Gasoline prices are one of the cases where consumers can see the immediate impacts of cost increases. Even a week's difference means you are paying more for a normal fill-up. According to AARP, the national average price for regular unleaded gasoline has increased 17% in the past month alone. It's estimated the increased gas costs could add up to $2,000 to the average household budget this year.

This isn't just affecting Americans as they fuel up their cars, but it also causes companies that ship and deliver goods to have to adjust their prices to compensate for fast-growing fuel costs. Energy costs to heat or power homes are also being impacted by rising fuel and oil prices, which all get passed on to a higher bill for consumers. Until oil production is increased, helping ease the supply strapped market, this issue will likely only grow -- meaning gas expenses are likely to keep rising.

Real estate and gas price correlation

The housing market is driven by supply and demand. Limited housing supply and high demand recently, thanks to favorable mortgage terms like low-interest rates, have pushed home prices to record highs. Over the past year, home prices have increased 19% on average while rental rates have increased 12.6%.

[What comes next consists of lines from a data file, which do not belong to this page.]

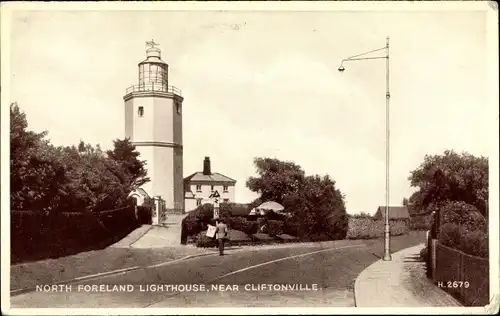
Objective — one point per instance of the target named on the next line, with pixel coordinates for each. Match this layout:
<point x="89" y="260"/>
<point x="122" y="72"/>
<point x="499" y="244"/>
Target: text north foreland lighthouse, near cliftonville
<point x="106" y="288"/>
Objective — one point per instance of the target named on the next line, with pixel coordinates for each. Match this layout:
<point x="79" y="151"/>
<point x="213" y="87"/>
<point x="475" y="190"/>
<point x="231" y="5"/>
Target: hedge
<point x="366" y="228"/>
<point x="242" y="224"/>
<point x="202" y="240"/>
<point x="421" y="222"/>
<point x="273" y="228"/>
<point x="40" y="235"/>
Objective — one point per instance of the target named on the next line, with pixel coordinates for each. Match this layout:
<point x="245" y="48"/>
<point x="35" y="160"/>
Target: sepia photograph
<point x="249" y="158"/>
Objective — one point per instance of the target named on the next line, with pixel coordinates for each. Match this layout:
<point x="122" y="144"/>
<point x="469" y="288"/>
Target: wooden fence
<point x="41" y="235"/>
<point x="464" y="276"/>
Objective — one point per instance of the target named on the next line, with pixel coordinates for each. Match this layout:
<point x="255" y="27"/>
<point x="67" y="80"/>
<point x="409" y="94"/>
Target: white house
<point x="200" y="185"/>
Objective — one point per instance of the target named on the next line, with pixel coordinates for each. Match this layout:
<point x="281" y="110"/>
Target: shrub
<point x="242" y="224"/>
<point x="365" y="228"/>
<point x="475" y="243"/>
<point x="424" y="254"/>
<point x="203" y="241"/>
<point x="449" y="235"/>
<point x="274" y="228"/>
<point x="292" y="227"/>
<point x="260" y="222"/>
<point x="463" y="214"/>
<point x="144" y="214"/>
<point x="421" y="222"/>
<point x="234" y="209"/>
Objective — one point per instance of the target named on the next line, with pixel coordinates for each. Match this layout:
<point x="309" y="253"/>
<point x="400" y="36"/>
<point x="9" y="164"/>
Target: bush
<point x="421" y="222"/>
<point x="144" y="214"/>
<point x="292" y="227"/>
<point x="235" y="209"/>
<point x="450" y="234"/>
<point x="365" y="228"/>
<point x="424" y="254"/>
<point x="242" y="224"/>
<point x="274" y="228"/>
<point x="203" y="241"/>
<point x="474" y="243"/>
<point x="465" y="215"/>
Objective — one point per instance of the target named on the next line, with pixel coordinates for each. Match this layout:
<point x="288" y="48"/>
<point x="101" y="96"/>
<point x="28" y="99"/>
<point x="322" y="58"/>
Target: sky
<point x="265" y="84"/>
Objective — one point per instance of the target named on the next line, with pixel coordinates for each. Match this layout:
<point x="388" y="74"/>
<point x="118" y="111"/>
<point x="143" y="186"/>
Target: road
<point x="331" y="267"/>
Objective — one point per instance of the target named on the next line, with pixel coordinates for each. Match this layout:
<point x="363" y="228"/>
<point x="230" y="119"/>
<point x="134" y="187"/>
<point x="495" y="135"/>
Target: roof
<point x="214" y="177"/>
<point x="140" y="191"/>
<point x="189" y="195"/>
<point x="395" y="212"/>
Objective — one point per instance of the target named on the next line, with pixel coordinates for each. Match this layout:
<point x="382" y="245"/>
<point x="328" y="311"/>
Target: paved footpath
<point x="399" y="283"/>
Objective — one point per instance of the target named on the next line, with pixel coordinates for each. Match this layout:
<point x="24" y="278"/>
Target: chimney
<point x="206" y="166"/>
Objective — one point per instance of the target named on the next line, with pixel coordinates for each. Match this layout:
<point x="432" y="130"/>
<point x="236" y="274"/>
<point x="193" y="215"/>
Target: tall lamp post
<point x="387" y="252"/>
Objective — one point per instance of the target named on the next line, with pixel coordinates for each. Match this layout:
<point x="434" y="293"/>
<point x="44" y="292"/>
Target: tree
<point x="35" y="175"/>
<point x="313" y="202"/>
<point x="450" y="177"/>
<point x="276" y="180"/>
<point x="124" y="153"/>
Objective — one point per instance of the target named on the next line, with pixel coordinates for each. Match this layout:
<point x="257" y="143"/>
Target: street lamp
<point x="387" y="234"/>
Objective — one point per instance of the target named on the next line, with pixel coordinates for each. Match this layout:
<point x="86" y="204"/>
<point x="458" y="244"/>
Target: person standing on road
<point x="221" y="233"/>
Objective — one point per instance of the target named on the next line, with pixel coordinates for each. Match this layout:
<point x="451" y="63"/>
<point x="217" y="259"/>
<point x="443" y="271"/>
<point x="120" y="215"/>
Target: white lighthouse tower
<point x="153" y="122"/>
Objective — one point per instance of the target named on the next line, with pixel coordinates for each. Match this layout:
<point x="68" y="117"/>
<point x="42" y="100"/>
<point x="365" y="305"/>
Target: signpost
<point x="216" y="196"/>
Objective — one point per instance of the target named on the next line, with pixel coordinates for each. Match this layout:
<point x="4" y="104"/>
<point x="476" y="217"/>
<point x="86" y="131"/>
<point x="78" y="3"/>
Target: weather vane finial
<point x="151" y="43"/>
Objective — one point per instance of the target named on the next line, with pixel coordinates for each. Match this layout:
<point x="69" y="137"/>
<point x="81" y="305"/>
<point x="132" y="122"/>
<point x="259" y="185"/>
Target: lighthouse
<point x="153" y="123"/>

Double-digit increases in the cost of housing when wages are growing around 4.5% puts a lot of pressure on low- to middle-income earners. Add in a rise in cost for everyday commodities like food and gasoline, which have increased 7.9% and 38%, respectively, over the past year, the mounting problem becomes crystal clear. Skyrocketing fuel and oil prices means people can afford less, which restricts consumer spending.

For-sale sign in front of home with words price reduced.

Image source: Getty Images.

The impact on real estate

Real estate in areas where people have a long commute, like the suburbs, could see lowered demand as people battle rising fuel costs. Thankfully, with many people still having the freedom to work from home, long commutes aren't as big of an issue as in the recent past. Rather, it's more likely that we will see a direct correlation between high gas prices and lower demand for housing.

The Federal Reserve has outlined a plan to increase interest rates several times this year in an attempt to combat the inflation surge, which will, in turn, cause an uptick in mortgage interest rates. Higher interest rates mean people have to buy properties for less money in order to achieve the same monthly payment they could achieve from a lower interest loan.

As people tighten their budgets, they will have to determine where they spend their money. Savings that may have been set aside for a home purchase may be used to help people float temporarily until inflation and things like food and fuel costs come down. This could mean less spending in stores and online, which could negatively impact retail or industrial real estate, as well as less money spent on vacations and leisure activities, which could negatively impact hotels, short-term vacation rentals, and entertainment venues.

While the housing shortage is certainly still giving fuel to the price-growth fire, I expect gas prices in addition to inflation and rising interest rates to combat that in the near future, lowering demand and helping prices cool.